Şüphesiz ki her ebeveyn, çocuğunun başarılı olmasını hedefler.
Şüphesiz ki her ebeveyn, çocuğunun başarılı olmasını hedefler. Aynı zamanda her çocuk da takdir edilmek- onaylanmak ve övülmek ister. Başarısız bir karne en başta çocuklar için demotive edicidir. Bunun yanında ebeveynler tarafından da yargılanmak, eleştirilmek, cezalandırılmak ekstra bir mutsuzluk yaratmaktadır. Peki bu başarı yada başarısızlık sadece çocuğa mı aittir?
Yapılan araştırmalar, başarı ve başarısızlıkta %50 çocuğun, %30 ailenin, %10 sosyal çevrenin ve %10 okulun sorumlu olduğundan söz etmektedir. Karne, dönem sonu geribildirimi şeklinde nitelendirilmeli ve bu süreçten sorumlu olan herkesin başarı veya başarısızlığın sorumluluğunu üstlenebilmesi gerekmektedir, sadece çocuğun değil.
Başarıyı sadece notların kaç olduğu ile değerlendirmek yetersizdir. Başarı içinde zihinsel, sosyal ve psikolojik süreçleri de barındırmaktadır. Her çocuğun gelişimi farklı ve diğerlerinden bağımsızdır. Özellikle karne dönemlerinde, baskıcı ve mükemmeliyetçi anne- baba tutumlarında gözlemlenen eleştirme, cezalandırma ve diğerleriyle kıyaslama çocuğun kendini değersiz hissetmesine yol açmaktadır. Çocuklar bu olumsuz tutumların karşısında genellikle kaygı- özellikle sınav kaygısı-, özgüven problemleri ve depresyon problemleri yaşamaktadırlar.
Başarı yada başarısızlık bir anda ortaya çıkmaz, birikimsel bir süreçtir.

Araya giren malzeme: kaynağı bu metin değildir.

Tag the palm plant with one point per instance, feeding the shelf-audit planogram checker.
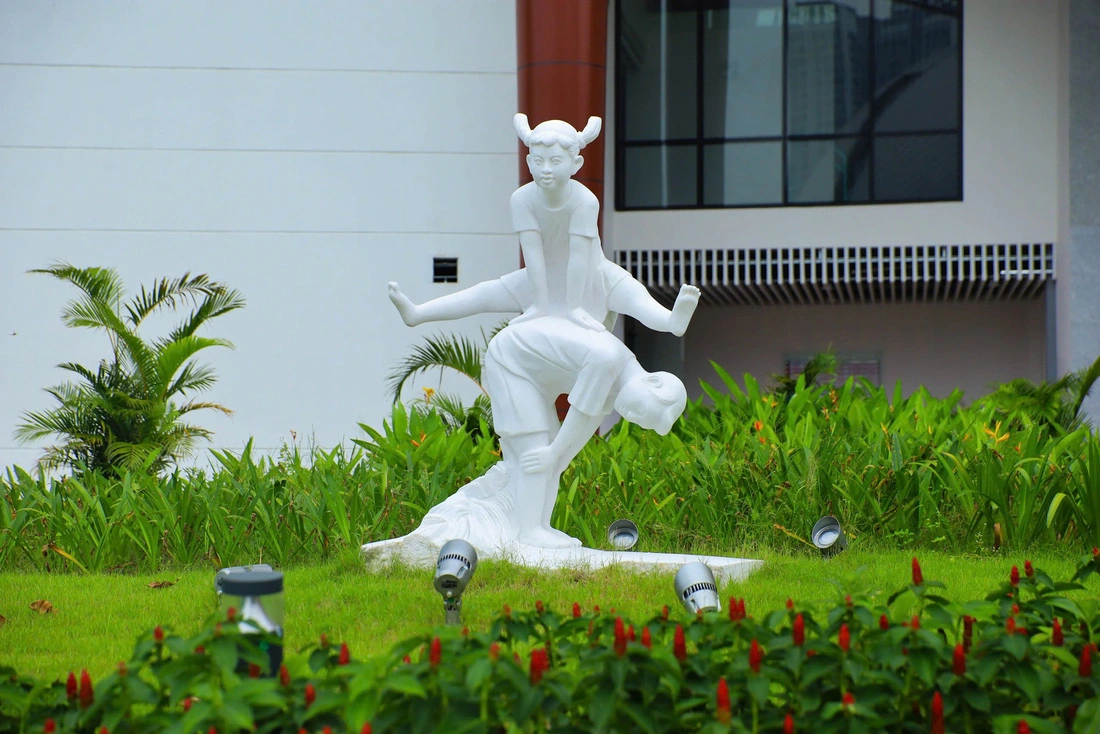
(457, 353)
(128, 412)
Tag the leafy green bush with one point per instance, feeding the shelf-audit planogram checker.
(1025, 654)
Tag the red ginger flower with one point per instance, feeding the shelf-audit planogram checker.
(539, 664)
(619, 637)
(679, 644)
(723, 702)
(86, 693)
(799, 630)
(937, 713)
(436, 653)
(756, 656)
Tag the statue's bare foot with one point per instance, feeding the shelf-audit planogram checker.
(683, 309)
(540, 537)
(405, 307)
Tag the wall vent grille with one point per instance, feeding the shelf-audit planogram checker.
(846, 275)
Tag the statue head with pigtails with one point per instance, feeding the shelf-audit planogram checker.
(554, 149)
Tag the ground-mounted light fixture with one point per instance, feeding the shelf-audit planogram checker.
(695, 588)
(623, 535)
(828, 536)
(453, 570)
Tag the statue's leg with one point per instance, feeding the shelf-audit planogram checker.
(529, 492)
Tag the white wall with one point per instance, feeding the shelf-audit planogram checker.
(304, 153)
(1011, 172)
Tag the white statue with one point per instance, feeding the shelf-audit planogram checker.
(568, 295)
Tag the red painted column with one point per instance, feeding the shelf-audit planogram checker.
(561, 63)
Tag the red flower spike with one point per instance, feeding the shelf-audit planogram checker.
(722, 699)
(679, 644)
(937, 713)
(619, 637)
(756, 656)
(436, 653)
(958, 660)
(539, 665)
(86, 693)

Eğer evinizde kitap okuduğunuzu çocuğunuz hiç görmediyse ve ona sürekli ‘kitap okumalısın, bu çok önemli’ şeklinde komutlar verirken siz televizyon karşısındaysanız, nasıl model olacağınızı ve samimi gelebileceğinizi düşünüyorsunuz?

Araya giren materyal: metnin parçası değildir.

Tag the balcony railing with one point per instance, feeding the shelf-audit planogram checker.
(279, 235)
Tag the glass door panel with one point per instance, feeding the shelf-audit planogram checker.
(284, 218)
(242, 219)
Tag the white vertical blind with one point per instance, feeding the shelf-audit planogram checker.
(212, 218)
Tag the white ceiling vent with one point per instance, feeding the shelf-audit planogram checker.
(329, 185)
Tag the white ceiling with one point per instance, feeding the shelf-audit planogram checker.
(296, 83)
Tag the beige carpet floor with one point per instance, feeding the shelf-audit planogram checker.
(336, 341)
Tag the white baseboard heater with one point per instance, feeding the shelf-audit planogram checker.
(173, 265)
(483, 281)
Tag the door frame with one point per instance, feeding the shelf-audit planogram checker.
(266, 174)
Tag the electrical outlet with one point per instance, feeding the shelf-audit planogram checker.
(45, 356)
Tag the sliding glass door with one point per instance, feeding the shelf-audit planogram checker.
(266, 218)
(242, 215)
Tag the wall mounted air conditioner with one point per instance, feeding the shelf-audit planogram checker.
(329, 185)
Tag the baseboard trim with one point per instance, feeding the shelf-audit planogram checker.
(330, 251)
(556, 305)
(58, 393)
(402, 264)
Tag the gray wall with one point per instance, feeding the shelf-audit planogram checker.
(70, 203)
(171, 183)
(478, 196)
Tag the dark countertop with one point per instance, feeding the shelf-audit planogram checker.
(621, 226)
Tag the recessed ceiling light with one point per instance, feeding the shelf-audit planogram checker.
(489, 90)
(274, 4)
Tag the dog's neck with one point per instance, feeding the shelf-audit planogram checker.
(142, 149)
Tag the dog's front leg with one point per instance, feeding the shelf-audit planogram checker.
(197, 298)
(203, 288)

Başarı sorumluluk gerektiren bir süreçtir. Sorumluluk bir anda gelişemez. Eğer okul dönemine kadar çocuğunuza hiç görev vermediyseniz (oyuncaklarını topla, odanı topla vs.) bir anda okul görevleri karşısında bocalayacak ve muhtemelen devamlı sizin desteğinize ihtiyaç duyacaktır. Yaş ilerledikçe bu sizi yoracak ve tepkilerinizin dozu artacaktır. Sorumluluk bilinci, içinde alışkanlık da barındırır. Bu nedenle çocuğumuzla ilişkinizde ona nasıl model olduğunuzu, beklentilerinizin ne kadar gerçekçi olduğunu ve bu beklentilere ulaşması için ona nasıl bir alt yapı hazırladığınızı değerlendirmeniz gerekmektedir.

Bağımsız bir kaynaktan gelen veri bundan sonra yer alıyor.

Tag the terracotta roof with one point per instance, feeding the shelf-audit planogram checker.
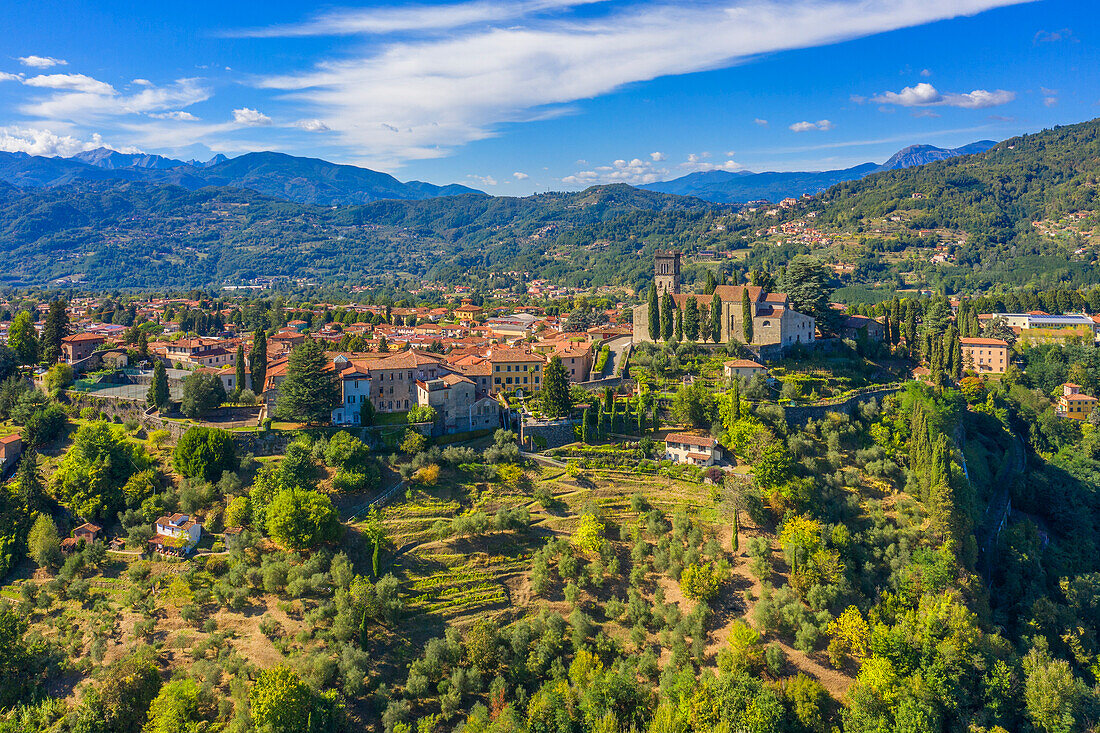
(514, 354)
(703, 441)
(977, 341)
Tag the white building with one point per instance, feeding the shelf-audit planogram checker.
(178, 533)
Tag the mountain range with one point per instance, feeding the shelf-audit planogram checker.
(299, 179)
(745, 186)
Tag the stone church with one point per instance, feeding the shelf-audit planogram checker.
(773, 320)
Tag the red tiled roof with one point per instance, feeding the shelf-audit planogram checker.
(978, 341)
(703, 441)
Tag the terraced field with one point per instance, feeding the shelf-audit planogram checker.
(460, 579)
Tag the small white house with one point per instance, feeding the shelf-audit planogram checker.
(696, 449)
(176, 534)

Her çocuğun öğrenme ve çalışma stili farklıdır. Eğer dönem sonu çocuğunuz başarısız ise, bu bir şeylerin değişmesi gerektiği anlamından başka bir içerik taşımamalıdır. Bu süreçte hem anne- baba olarak sizler özeleştiri yapmalı hem de çocuğunuzun eğitim hayatında ihtiyacı olan faktörleri, eksiklikleri iyi analiz edebilmelisiniz.